The first day was your error, but the next eight days; that was a system error. Other nurses looking at the MAR should have seen that she was on Coumadin, but there wasn't an order for that day. The pharmacist should have picked it up. There should be a double checking system on night shift for just this type of issue.
So the previous LTC place I worked in, they have a Coumadin sheet that tells the recent dose, the date it was ordered and the next INR date. The MAR was in grid form and we basically put a line on days before and after the date range of when the Coumadin should be given and write INR on the date it is ordered to be drawn. That way, you have a constant reminder of your coumadins and INR draw dates.
callienewh
1 Post
I will try to make this short and cut right to the chase:
Nurse in a long-term care facility. Normally work the day shift. Very fast pace, working short-staffed is the norm, but that goes without saying in LTC. I'm juggling admissions, getting breakfast and lunch insulins/CGBs done, passing meds, residents falling ass-over-teakettle, handling the phones, call docs and waiting for call-backs, advocating for families, and trying to do the charting/assessments for 38 people...you all know the LTC drill. At the end of the day, it's typical for 3pm to come and no docs have called me back, which is sometimes no big deal, but 9 days ago, around 2:45, a doc calls me back to give new orders for coumadin based on INRs that I had faxed over earlier in the day. The way it works at my place of employment is this: we have a little 3 ring binder where we put the INRs of the day that are awaiting callbacks from docs. Once we get the new orders, we write them in the binder, put the order into the computer (we use and eMar) and obviously schedule the lab for the next draw. Guess what I didn't do? I missed entering the new Coumadin order AND never scheduled a lab draw for one of my residents. It was written in the binder, but I must have spaced out or gotten pulled in another direction. No real good excuse at all.

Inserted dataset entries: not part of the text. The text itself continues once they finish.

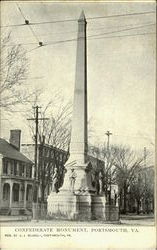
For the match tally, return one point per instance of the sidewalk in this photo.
(136, 216)
(9, 218)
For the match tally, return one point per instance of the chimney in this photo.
(15, 138)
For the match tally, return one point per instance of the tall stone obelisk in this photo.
(77, 199)
(79, 139)
(74, 198)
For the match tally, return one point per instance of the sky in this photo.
(120, 65)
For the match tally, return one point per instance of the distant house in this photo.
(16, 181)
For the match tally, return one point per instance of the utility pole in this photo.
(145, 156)
(36, 119)
(108, 133)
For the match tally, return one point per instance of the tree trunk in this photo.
(138, 207)
(125, 198)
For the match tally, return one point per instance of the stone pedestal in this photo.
(69, 206)
(98, 207)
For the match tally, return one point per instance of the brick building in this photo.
(16, 177)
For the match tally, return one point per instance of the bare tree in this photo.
(127, 162)
(53, 139)
(13, 75)
(142, 189)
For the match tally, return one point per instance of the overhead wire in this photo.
(27, 23)
(88, 18)
(117, 31)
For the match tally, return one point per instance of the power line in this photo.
(75, 39)
(72, 20)
(117, 31)
(122, 15)
(139, 34)
(75, 32)
(27, 23)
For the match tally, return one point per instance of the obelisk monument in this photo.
(79, 139)
(77, 198)
(74, 197)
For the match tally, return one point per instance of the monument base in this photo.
(80, 207)
(66, 205)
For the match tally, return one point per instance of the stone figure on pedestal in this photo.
(54, 181)
(72, 179)
(100, 183)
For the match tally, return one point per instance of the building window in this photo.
(5, 166)
(21, 169)
(16, 192)
(6, 191)
(29, 172)
(15, 168)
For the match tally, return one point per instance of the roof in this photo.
(9, 151)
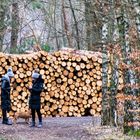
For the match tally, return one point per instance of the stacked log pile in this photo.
(72, 81)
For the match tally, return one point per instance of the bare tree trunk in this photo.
(3, 8)
(57, 43)
(76, 25)
(15, 27)
(131, 107)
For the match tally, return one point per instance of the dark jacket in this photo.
(5, 93)
(34, 101)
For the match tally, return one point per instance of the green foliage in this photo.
(36, 4)
(45, 47)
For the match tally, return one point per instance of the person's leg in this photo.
(33, 117)
(39, 117)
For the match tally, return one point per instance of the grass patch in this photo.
(134, 133)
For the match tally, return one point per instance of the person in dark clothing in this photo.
(34, 101)
(5, 95)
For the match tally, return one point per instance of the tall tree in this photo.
(93, 23)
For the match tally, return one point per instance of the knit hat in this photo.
(10, 72)
(35, 74)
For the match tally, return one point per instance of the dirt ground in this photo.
(63, 128)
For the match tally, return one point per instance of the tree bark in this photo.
(131, 107)
(15, 27)
(93, 24)
(3, 7)
(76, 25)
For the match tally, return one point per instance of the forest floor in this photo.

So, here we are, 9 days later, and the pharmacy sends us an alert stating we haven't ordered a new dose of Coumadin for this resident. That is when my co-worker and I discover my BIG mistake. So this resident hadn't gotten Coumadin for 9 days. Naturally a med error, DON and family contacted. Bed bound resident with Afib, assessment showed no glaring issues, MD was contacted and ordered for INR to be drawn in the morning and resume the last dose resident was on (4mg).
What I'm trying to figure out is how I can avoid this from occurring again. In reading up on other's posts here regarding med errors/order errors, it seems as though my facility would benefit from some kind of system where orders are checked by another person...particularly Coumadin and other high alert meds. I take full responsibility for flubbing this one, and I'm certainly going to make sure I drop the multi-tasking mentality when handling INRs and other essential labs, but what are other's thoughts on checking orders in LTC, and how is it done in your facilities?